What is the integral of #int (e^x * cos 2x) dx#?

1 Answer
Aug 16, 2017

# int \ e^(x)cos2x \ dx = e^(x)/5(2sin2x+cos2x) + C#

Explanation:

We could use a traditional double application of Integration By Parts.

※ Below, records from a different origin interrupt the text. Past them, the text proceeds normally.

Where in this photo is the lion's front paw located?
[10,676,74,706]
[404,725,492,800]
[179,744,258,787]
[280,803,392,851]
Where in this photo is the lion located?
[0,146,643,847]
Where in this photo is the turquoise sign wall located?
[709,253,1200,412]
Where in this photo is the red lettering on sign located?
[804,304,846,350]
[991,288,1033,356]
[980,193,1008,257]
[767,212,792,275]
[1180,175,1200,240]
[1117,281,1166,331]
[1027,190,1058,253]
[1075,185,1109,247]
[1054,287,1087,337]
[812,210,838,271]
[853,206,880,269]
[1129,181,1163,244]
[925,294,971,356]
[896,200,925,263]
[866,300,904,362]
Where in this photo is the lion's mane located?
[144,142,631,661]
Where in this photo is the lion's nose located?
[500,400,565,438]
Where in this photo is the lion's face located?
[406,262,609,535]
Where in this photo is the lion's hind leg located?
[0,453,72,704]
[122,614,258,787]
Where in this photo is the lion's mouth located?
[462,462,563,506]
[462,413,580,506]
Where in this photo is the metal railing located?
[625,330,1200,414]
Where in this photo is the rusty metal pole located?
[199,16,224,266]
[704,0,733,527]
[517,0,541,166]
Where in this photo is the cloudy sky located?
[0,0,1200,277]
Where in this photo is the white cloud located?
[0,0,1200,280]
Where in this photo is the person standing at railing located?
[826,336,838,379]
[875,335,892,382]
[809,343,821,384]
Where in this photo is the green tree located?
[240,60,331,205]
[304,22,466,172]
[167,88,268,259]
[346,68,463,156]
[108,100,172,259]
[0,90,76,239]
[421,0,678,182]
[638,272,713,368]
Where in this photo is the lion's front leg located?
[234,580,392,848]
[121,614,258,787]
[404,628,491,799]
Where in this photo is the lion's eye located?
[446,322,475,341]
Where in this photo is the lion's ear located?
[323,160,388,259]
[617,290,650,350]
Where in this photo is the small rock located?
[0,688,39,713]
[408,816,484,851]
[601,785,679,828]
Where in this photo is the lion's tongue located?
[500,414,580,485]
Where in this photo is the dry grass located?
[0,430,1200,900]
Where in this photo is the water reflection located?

Here is a slightly different approach.

Let:

# s = e^(x)sin2x \ \ \ \ # and #I_s = int e^(x)sin2x#
# c = e^(x)cos2x \ \ \ \ # and #I_c = int e^(x)cos2x#

Differentiating wrt #x# we get:

# (ds)/dx = e^(x)(d/dx sin2x) + (d/dx e^(x))sin2x #
# \ \ \ \ \ \ = 2e^(x)cos2x + e^(x)sin2x #

# (dc)/dx = e^(x)(d/dx cos2x) + (d/dx e^(x))cos2x #
# \ \ \ \ \ \ = -2e^(x)sin2x + e^(x)cos2x #

Now integrate the above results:

# int \ (ds)/dx \ dx = int \ 2e^(x)cos2x + e^(x)sin2x \ dx#
# => s= 2I_c + I_s # ... [A]

# int \ (dc)/dx \ dx = int \ -2e^(x)sin2x + e^(x)cos2x \ dx#
# => c = -2I_s + I_c # ... [B]

2Eq [A] + Eq [B}:

# 2s+c=5I_c #
# :. I_c = 1/5(2s+c)#

From [B] we also get:

# c = -2I_s+1/5(2s+c) #
# :. c = -2I_s+2/5s+1/5c #
# :. I_s = 1/5(s-2c) #

Hence we get the two results:

# int \ e^(x)cos2x \ dx = 1/5(2s+c) + C#
# " " = e^(x)/5(2sin2x+cos2x) + C#

# int \ e^(x)sin2x \ dx = 1/5(s-2c) + C #
# " " = e^(x)/5(sin2x -2cos2x ) + C #